With numerous COVID-19 vaccines in late-stage testing, the FDA may soon face critical decisions on whether the candidates are safe and effective enough for emergency use or widespread distribution. While the agency has come under political pressure during the pandemic, commissioner Stephen Hahn on Monday stressed its procedures are adequate to maintain independence for the forthcoming reviews.
Career experts at the Center for Biologics Evaluation and Research, an organization within the FDA, will have the authority to “make the assessment around safety, effectiveness, [and] quality manufacturing,” Hahn said during a virtual interview with the CEO of AdvaMed, the medtech industry’s trade group.
The FDA has “processes in place to make sure that the centers are protected from any outside pressure, and that they’re focused solely on looking at the science and the data,” he said, adding that “I have absolute faith and confidence in those decisions.”
Hahn’s reassurance comes right after COVID-19 vaccines came up during the recent presidential debate between President Donald Trump and Democratic nominee Joe Biden. Trump has repeatedly said vaccines could be available in the coming weeks, while his administration’s health officials have said they won’t be widely available until next year. Biden said he doesn’t trust the president on the process and would listen to scientists.

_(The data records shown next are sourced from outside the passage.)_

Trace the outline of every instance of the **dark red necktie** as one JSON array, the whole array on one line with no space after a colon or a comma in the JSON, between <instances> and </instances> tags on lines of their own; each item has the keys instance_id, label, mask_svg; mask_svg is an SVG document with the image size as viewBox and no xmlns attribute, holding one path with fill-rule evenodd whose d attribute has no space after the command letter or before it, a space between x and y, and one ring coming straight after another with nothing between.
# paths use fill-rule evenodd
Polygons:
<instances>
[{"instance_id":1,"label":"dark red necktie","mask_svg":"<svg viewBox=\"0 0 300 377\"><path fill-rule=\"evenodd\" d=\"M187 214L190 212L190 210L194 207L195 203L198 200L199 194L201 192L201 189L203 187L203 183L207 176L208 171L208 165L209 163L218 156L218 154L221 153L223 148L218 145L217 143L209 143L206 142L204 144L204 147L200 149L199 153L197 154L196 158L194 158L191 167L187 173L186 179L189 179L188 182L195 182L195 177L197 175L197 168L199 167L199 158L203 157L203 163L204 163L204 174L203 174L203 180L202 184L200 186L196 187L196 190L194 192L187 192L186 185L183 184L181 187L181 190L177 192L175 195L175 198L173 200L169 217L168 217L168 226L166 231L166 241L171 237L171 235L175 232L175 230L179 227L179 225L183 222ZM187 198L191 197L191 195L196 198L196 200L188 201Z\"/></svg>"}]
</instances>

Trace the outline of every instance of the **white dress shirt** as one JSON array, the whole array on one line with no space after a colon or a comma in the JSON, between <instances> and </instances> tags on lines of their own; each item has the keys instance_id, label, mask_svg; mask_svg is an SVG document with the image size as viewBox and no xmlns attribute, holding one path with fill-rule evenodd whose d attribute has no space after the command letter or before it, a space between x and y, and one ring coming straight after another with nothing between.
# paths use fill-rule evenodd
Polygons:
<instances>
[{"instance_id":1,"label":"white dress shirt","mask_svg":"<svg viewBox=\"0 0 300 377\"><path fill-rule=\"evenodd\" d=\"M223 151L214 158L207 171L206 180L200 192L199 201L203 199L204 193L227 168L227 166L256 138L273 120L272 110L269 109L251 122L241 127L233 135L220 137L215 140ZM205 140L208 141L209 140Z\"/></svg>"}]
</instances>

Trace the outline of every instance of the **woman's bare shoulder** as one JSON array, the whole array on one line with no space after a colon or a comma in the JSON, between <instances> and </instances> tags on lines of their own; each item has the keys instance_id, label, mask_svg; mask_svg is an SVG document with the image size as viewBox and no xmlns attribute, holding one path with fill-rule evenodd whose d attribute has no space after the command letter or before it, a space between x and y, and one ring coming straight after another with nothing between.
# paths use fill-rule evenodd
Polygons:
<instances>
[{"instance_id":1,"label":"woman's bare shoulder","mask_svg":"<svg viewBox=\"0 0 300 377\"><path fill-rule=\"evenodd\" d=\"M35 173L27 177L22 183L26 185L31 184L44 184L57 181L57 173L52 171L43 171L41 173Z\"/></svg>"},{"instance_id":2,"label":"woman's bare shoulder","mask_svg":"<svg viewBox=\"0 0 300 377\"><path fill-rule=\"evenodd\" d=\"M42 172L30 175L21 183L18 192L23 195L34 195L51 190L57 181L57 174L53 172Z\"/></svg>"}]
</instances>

After the debate, Pfizer CEO Albert Bourla wrote in an open letter that he was “disappointed” the vaccine progress was “discussed in political terms,” warning that politics could threaten uptake for a safe and effective vaccine. Pfizer could be the first to report phase 3 data, as the CEO has said he expects early results late this month. Aside from Pfizer, AstraZeneca, Moderna, Johnson & Johnson and Novavax have also reached late-stage testing.
At times during the pandemic, the FDA has run into controversy and faced criticisms that politics affected its decision-making.

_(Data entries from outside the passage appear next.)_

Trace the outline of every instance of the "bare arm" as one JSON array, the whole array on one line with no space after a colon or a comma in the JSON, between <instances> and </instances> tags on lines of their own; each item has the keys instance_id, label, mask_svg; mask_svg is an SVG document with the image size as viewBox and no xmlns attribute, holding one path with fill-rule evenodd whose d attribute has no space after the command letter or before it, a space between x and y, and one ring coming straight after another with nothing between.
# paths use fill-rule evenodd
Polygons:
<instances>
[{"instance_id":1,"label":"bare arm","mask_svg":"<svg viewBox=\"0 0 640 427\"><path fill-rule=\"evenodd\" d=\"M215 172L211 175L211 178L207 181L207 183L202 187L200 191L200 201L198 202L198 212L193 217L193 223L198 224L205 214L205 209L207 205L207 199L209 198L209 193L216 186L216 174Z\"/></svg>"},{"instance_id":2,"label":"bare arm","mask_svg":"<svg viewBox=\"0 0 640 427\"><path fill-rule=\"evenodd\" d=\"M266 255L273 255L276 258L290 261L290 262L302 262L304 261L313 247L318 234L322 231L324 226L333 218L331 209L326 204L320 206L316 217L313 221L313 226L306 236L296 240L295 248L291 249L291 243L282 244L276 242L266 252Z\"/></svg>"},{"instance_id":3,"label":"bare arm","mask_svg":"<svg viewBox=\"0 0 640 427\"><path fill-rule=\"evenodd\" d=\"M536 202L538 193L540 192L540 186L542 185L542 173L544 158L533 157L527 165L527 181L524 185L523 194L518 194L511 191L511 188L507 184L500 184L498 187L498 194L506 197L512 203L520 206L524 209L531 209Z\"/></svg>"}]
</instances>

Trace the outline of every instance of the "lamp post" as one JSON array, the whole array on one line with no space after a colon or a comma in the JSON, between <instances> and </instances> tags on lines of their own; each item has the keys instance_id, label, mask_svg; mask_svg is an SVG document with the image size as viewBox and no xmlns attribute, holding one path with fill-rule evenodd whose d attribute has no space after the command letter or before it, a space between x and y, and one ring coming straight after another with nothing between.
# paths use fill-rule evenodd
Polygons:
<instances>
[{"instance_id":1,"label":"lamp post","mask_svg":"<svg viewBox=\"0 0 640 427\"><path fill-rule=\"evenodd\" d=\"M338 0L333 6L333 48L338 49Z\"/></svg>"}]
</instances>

Perhaps most notably, when the FDA issued an emergency use authorization for convalescent plasma, Hahn said the treatment was associated with a “35% improvement in survival.” Experts pointed out that the data were from a single-arm observational study, and that the survival figure was a comparison of benefit for patients who received plasma with a high dose of antibodies versus a low dose. That’s not sufficient evidence to claim a survival benefit at all, experts said. Hahn later walked his claim back.
Before that, Trump accused the FDA of harboring “deep state” employees who are seeking to hurt the administration’s response to the pandemic. That statement—and Hahn’s lack of a response—bothered several lawmakers, who wrote to the commissioner that it’s his “responsibility to lead and defend the agency.” In their letter, the lawmakers pointed out several instances of “science being politicized” during the Trump administration’s COVID-19 response, including the hydroxychloroquine saga in the spring.
A recent Axios-Ipsos poll found that 57% of Americans have some degree of trust in the agency.